Il 9 agosto si celebra in tutto il mondo la Giornata Mondiale dei Popoli Indigeni. Nonostante l’unicità di ogni etnia e le sostanziali differenze tra loro, tutte le popolazioni indigene hanno un problema comune, la difesa dei propri diritti. Dopo secoli di soprusi, genocidi, colonizzazioni ed “esportazioni di civiltà”, la comunità internazionale aveva riconosciuto – alcuni anni fa – la necessità di predisporre misure speciali di protezione dei diritti dei popoli indigeni del mondo. Il 13 settembre 2007 è stata approvata dall’ONU la Dichiarazione dei Diritti dei Popoli Indigeni28. 143 Paesi hanno votato a favore dell’approvazione della Dichiarazione; 4 i voti contrari (Australia, Canada, Nuova Zelanda e Stati Uniti) e 11 gli astenuti (Azerbaijan, Bangladesh, Bhutan, Burundi, Colombia, Georgia, Kenia, Nigeria, Federazione Russa, Samoa e Ucraina). L’ONU auspica che diventi “uno strumento importante verso l’eliminazione delle violazioni dei diritti umani contro i 370 milioni di persone indigene del pianeta assistendoli nella lotta contro la discriminazione e l’emarginazione“.

Quali sono gli elementi principali di questa Dichiarazione29?

Diciassette dei quarantacinque articoli della Dichiarazione riguardano la cultura indigena e le relative forme di tutela e promozione, rispettando il diritto dei popoli indigeni ad intervenire a livello decisionale e permettendo l’accesso a varie forme di risorse, come quelle finalizzate all’insegnamento delle lingue indigene. La dichiarazione conferma il diritto all’autodeterminazione dei popoli indigeni e ne riconosce i diritti ai mezzi di sussistenza e alle terre, i territori e le risorse; riconosce ai popoli indigeni, privati dei propri mezzi di sussistenza e sviluppo, il diritto a richiedere un giusto ed equo risarcimento.

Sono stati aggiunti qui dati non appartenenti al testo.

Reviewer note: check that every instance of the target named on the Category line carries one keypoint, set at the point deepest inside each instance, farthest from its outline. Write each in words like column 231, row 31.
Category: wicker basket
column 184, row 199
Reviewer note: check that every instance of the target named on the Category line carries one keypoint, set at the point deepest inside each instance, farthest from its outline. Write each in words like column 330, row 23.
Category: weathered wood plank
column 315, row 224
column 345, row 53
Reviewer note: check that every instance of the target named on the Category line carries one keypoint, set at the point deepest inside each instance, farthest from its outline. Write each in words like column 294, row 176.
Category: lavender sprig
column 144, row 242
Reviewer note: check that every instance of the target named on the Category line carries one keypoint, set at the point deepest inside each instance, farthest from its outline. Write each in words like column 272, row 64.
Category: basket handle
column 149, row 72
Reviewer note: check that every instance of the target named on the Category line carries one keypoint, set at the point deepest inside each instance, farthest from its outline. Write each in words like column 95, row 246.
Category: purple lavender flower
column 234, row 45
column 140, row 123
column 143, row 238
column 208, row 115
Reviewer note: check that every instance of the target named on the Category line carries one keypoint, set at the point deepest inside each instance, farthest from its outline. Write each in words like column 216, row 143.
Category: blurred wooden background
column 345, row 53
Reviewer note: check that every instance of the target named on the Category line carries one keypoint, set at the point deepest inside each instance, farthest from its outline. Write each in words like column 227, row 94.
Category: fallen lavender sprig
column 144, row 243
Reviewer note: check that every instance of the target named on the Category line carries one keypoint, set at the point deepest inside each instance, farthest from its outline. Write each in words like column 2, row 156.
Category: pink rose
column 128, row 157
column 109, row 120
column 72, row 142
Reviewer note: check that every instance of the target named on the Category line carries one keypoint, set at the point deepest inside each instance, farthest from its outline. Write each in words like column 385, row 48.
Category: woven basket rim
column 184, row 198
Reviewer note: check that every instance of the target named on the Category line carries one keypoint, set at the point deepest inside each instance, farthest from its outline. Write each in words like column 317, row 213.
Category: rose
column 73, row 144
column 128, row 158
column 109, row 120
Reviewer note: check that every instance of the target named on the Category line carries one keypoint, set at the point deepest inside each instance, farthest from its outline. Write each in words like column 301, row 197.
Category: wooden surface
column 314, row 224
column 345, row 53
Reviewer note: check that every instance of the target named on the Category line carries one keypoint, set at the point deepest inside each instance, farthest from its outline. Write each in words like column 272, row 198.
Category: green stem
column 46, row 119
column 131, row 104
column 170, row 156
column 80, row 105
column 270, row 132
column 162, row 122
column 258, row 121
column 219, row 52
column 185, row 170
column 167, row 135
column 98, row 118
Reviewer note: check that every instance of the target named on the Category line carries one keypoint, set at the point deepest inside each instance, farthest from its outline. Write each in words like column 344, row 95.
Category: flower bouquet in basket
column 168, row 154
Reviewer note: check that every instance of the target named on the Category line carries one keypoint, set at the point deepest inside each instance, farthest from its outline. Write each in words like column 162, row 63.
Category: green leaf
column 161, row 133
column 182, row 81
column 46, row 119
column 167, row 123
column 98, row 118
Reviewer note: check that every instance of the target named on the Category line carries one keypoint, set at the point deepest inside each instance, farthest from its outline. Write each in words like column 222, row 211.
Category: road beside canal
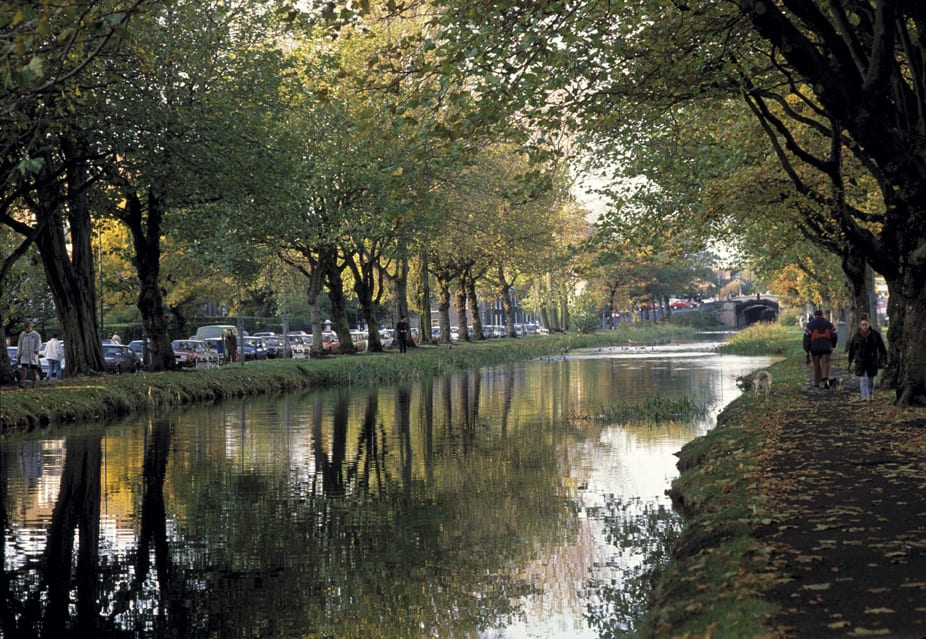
column 804, row 517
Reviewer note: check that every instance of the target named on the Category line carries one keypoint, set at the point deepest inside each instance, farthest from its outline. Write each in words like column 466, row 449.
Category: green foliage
column 764, row 339
column 585, row 314
column 655, row 409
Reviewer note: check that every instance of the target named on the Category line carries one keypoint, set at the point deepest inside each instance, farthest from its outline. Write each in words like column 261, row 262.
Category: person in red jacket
column 820, row 338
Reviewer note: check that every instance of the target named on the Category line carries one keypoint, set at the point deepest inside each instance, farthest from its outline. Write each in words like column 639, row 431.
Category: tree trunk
column 70, row 273
column 857, row 274
column 339, row 320
column 504, row 291
column 146, row 238
column 460, row 302
column 424, row 297
column 363, row 266
column 473, row 301
column 443, row 308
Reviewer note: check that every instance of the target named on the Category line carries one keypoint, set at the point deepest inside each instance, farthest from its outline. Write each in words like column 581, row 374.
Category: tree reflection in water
column 393, row 512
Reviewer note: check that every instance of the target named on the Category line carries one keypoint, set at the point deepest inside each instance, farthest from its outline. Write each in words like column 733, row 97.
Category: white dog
column 762, row 383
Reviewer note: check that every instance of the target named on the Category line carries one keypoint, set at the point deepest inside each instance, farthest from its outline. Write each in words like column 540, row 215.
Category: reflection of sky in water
column 597, row 463
column 624, row 463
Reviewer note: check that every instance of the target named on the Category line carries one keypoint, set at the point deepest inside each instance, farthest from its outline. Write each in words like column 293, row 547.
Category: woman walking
column 866, row 349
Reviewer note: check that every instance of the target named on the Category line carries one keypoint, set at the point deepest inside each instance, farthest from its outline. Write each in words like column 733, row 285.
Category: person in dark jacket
column 401, row 331
column 866, row 349
column 820, row 338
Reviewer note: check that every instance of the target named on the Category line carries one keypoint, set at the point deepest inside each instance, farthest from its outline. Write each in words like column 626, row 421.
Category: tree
column 846, row 72
column 47, row 49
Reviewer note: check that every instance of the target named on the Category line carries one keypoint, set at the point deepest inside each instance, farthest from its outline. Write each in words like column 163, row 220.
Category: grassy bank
column 714, row 583
column 107, row 396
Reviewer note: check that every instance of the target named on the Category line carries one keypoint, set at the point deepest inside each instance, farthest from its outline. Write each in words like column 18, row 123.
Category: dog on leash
column 762, row 383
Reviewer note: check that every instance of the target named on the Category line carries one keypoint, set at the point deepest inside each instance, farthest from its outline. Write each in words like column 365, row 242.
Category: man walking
column 27, row 352
column 820, row 339
column 54, row 353
column 401, row 331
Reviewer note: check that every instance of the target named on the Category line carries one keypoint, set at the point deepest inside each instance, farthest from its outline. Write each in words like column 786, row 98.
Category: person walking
column 820, row 338
column 231, row 347
column 401, row 331
column 27, row 352
column 54, row 353
column 866, row 349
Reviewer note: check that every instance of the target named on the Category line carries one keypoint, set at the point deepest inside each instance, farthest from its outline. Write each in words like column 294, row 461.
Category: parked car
column 359, row 338
column 253, row 348
column 387, row 337
column 216, row 330
column 300, row 344
column 330, row 343
column 184, row 354
column 120, row 359
column 217, row 345
column 273, row 344
column 204, row 354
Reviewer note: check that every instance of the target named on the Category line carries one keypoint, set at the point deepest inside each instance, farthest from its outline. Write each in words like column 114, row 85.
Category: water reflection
column 472, row 505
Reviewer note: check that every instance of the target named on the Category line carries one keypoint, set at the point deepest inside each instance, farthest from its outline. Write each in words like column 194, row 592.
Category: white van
column 215, row 330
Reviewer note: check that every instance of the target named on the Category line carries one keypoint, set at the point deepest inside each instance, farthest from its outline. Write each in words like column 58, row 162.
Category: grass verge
column 714, row 583
column 107, row 396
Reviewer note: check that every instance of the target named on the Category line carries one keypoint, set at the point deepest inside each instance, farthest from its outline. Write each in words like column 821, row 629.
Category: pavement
column 847, row 483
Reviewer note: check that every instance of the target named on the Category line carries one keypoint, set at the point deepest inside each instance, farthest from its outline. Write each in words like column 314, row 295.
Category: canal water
column 506, row 502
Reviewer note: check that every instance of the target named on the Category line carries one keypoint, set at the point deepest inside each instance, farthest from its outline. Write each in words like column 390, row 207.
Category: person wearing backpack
column 820, row 338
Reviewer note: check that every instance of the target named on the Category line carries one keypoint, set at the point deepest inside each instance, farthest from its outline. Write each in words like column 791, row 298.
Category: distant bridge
column 741, row 312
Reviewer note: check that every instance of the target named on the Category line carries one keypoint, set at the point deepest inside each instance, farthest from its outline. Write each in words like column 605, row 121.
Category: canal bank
column 105, row 397
column 805, row 516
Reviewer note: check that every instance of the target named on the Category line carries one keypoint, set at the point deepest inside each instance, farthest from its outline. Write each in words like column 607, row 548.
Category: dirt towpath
column 847, row 482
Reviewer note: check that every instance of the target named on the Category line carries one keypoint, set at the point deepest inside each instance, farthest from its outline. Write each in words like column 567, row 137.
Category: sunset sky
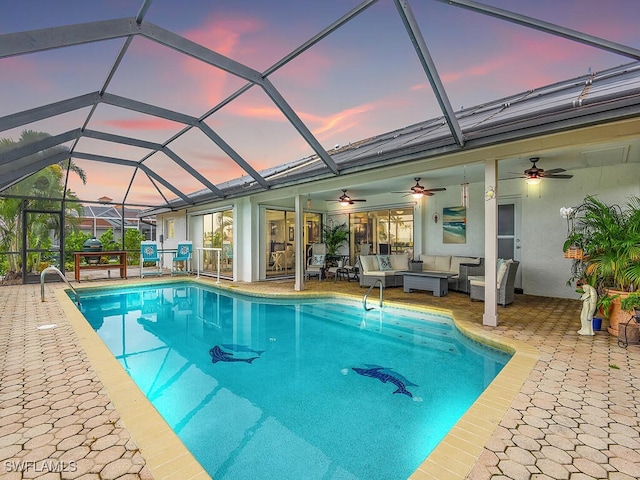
column 363, row 79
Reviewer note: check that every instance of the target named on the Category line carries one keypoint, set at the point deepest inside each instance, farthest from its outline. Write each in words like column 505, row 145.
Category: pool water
column 287, row 389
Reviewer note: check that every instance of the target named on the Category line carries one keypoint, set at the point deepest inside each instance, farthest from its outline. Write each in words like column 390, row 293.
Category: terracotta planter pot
column 617, row 315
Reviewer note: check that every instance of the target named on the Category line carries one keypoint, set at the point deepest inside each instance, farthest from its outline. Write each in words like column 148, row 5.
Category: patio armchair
column 505, row 280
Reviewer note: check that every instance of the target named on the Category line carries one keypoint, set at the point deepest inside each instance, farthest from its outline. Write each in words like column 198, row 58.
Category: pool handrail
column 364, row 299
column 60, row 274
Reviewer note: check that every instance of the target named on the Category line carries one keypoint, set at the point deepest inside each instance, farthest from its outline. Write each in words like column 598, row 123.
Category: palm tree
column 38, row 191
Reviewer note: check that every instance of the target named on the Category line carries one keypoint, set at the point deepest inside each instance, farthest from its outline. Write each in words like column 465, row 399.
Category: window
column 170, row 228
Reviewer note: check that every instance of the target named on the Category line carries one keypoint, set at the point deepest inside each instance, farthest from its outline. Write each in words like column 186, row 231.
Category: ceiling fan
column 418, row 190
column 347, row 200
column 534, row 175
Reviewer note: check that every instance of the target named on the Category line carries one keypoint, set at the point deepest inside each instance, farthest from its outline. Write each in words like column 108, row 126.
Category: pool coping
column 167, row 457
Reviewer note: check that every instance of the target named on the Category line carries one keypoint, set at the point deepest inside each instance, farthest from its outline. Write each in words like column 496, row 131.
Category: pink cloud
column 22, row 69
column 246, row 40
column 142, row 124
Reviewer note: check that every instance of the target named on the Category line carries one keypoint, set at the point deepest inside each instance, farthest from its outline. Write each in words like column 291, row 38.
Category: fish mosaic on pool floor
column 219, row 355
column 386, row 375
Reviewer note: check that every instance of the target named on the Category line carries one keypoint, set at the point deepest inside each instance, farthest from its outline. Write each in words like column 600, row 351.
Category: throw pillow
column 384, row 263
column 317, row 260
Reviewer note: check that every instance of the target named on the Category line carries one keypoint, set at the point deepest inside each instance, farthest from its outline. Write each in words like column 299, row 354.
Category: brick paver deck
column 576, row 415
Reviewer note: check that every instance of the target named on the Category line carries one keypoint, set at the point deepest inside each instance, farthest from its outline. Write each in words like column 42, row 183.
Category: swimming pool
column 293, row 389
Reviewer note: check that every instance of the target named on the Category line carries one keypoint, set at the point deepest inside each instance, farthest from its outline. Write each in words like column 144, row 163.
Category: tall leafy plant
column 609, row 235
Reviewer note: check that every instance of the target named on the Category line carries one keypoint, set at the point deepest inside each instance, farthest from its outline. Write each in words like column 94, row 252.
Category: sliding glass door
column 381, row 231
column 214, row 230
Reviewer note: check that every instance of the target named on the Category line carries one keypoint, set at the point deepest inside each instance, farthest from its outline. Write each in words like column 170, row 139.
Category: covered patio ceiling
column 132, row 124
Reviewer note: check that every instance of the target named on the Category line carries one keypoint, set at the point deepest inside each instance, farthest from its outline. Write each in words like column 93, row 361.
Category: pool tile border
column 168, row 458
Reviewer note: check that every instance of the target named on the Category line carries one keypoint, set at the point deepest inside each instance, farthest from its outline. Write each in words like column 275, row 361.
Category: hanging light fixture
column 464, row 190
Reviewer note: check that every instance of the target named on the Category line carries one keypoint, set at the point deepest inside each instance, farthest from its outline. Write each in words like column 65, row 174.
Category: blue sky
column 362, row 80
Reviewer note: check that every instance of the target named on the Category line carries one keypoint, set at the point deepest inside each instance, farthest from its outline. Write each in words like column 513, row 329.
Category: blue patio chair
column 180, row 263
column 149, row 254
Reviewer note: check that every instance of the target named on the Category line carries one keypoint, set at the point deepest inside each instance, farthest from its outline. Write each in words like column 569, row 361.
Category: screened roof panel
column 180, row 178
column 158, row 75
column 22, row 16
column 114, row 149
column 121, row 121
column 205, row 156
column 55, row 125
column 258, row 131
column 257, row 34
column 478, row 67
column 42, row 78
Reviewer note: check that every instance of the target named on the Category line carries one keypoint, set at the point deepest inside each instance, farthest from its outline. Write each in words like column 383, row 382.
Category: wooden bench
column 122, row 262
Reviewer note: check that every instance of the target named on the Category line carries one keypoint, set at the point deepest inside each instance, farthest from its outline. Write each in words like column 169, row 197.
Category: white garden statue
column 589, row 300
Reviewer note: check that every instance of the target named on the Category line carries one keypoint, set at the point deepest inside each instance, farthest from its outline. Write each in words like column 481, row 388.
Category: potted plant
column 631, row 303
column 609, row 236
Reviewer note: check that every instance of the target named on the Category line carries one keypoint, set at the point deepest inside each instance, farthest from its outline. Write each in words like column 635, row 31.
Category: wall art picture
column 454, row 225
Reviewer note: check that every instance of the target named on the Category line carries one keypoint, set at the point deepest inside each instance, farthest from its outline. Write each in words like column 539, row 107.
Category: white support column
column 299, row 225
column 490, row 316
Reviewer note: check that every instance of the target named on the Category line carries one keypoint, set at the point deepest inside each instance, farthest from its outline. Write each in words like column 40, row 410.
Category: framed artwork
column 454, row 225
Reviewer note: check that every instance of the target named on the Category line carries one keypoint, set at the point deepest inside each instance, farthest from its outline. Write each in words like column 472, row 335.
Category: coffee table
column 436, row 282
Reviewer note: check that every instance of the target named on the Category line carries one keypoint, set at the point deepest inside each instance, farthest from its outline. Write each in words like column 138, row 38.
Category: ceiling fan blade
column 440, row 189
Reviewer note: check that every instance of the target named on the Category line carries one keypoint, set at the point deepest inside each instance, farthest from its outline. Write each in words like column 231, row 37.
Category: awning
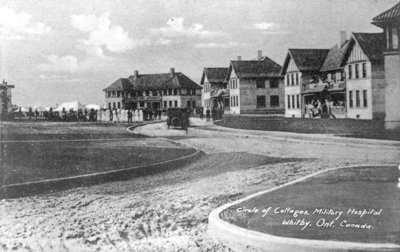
column 154, row 98
column 316, row 89
column 336, row 90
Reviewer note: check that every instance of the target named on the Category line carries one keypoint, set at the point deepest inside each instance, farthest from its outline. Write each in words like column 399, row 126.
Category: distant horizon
column 77, row 49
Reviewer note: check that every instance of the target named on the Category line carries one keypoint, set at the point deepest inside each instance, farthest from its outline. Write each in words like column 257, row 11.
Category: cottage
column 215, row 92
column 255, row 86
column 162, row 91
column 390, row 22
column 365, row 76
column 301, row 71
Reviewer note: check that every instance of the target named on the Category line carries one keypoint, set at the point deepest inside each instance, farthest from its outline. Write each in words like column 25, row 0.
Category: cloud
column 102, row 33
column 55, row 63
column 266, row 26
column 176, row 28
column 15, row 25
column 219, row 45
column 270, row 28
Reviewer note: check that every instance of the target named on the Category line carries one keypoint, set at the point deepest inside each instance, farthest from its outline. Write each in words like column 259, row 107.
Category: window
column 274, row 100
column 260, row 83
column 357, row 98
column 356, row 70
column 293, row 102
column 395, row 39
column 261, row 101
column 350, row 71
column 364, row 66
column 273, row 83
column 390, row 38
column 365, row 98
column 350, row 99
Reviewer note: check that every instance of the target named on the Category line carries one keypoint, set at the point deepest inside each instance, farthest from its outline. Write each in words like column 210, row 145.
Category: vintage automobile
column 178, row 118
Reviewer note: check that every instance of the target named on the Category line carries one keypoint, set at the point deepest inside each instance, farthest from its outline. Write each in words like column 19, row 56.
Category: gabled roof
column 334, row 58
column 214, row 74
column 162, row 81
column 121, row 84
column 306, row 59
column 153, row 82
column 372, row 44
column 255, row 68
column 390, row 15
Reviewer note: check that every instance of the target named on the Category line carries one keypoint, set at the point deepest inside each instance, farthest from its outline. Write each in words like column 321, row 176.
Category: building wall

La dichiarazione condanna la discriminazione contro i popoli indigeni, ne promuove la partecipazione piena e attiva in tutti gli ambiti che li riguardano, nonché il diritto a diversificarsi e a perseguire il proprio approccio in materia di sviluppo economico e sociale.

Popolazioni indigene, appartenenti a cinquemila diverse etnie, sono diffuse in 70 Paesi e parlano oltre quattromila lingue, secondo quanto riporta Amnesty International.

Nonostante le dichiarazioni ufficiali, le popolazioni indigene sono sempre più spesso vittime di abusi di diritti umani di ogni tipo: vengono sfrattati dalle loro terre, i loro diritti non vengono riconosciuti, soffrono di discriminazioni e vengono trattati come cittadini inferiori. Gli attivisti indigeni che cercano di ribellarsi e lottare per il proprio popolo vengono minacciati, perseguiti e spesso uccisi, nonostante reclamino i propri diritti in modo pacifico e non violento. Nel mondo, tra le 900 milioni di persone che vivono in aree rurali estremamente povere, un terzo appartiene a una tribù indigena.

La ricorrenza del 9 agosto può diventare l’occasione per estendere la rete di comunità – indigene e non solo – che lottano con modalità nonviolente per la difesa del proprio territorio e della propria cultura.